Figure 1

Schematic of the system, and speed-controlled and virtual trajectories for acceleration. (a) Schematic of the system. \(\omega _1\) is decreased gradually, while \(\omega _2\) and g are fixed. There is population transfer from \(|10\rangle \) to \(|01\rangle \). (b) Time dependence of population of \(|m\rangle \) in the reference dynamics. The inset shows the time dependence of \(\Delta \omega =\omega _1-\omega _2\). (c) Time dependence of the magnification factor \(\alpha \) for the case of acceleration. The used parameters are \(\Delta \omega _{0}=30g\), \(T=g^{-1}\) and \(T_{\text{F}}=0.9g^{-1}\). (d,e) \(\ln |\beta ^{\text{FF}}|\) and \(|\beta ^{\text{FF}}|\) as functions of \(f_2\) and t for \(T_{\text{F}}=0.9g^{-1}\).

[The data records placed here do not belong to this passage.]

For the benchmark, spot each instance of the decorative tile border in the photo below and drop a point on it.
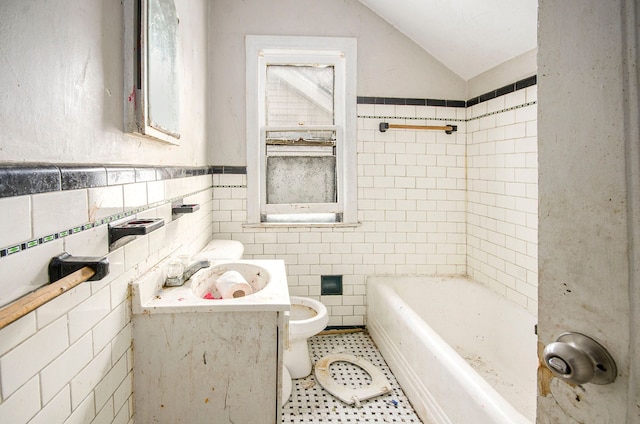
(25, 179)
(510, 88)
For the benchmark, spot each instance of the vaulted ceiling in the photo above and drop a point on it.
(468, 36)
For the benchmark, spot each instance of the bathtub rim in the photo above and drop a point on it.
(498, 409)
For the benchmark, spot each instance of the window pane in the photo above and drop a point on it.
(299, 95)
(301, 179)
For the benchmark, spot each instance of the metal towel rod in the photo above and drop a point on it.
(384, 126)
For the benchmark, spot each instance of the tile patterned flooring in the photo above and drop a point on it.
(310, 403)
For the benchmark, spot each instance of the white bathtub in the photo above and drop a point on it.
(461, 353)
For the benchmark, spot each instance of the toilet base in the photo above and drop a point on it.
(297, 359)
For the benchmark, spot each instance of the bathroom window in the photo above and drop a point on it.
(301, 130)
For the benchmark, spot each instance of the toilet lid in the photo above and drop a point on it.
(287, 385)
(379, 383)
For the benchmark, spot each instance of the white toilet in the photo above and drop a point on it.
(307, 318)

The dashed curves show a virtual trajectory. (f) Time dependence of \(\Delta \omega ^{\text{FF}}=\omega _1^{\text{FF}}-\omega _2^{\text{FF}}\) for the virtual trajectory and \(\Delta \omega \) for the reference dynamics. (g) Time dependence of \(d\Delta \omega ^{\text{FF}}/dt\) and \(d\Delta \omega /dt\).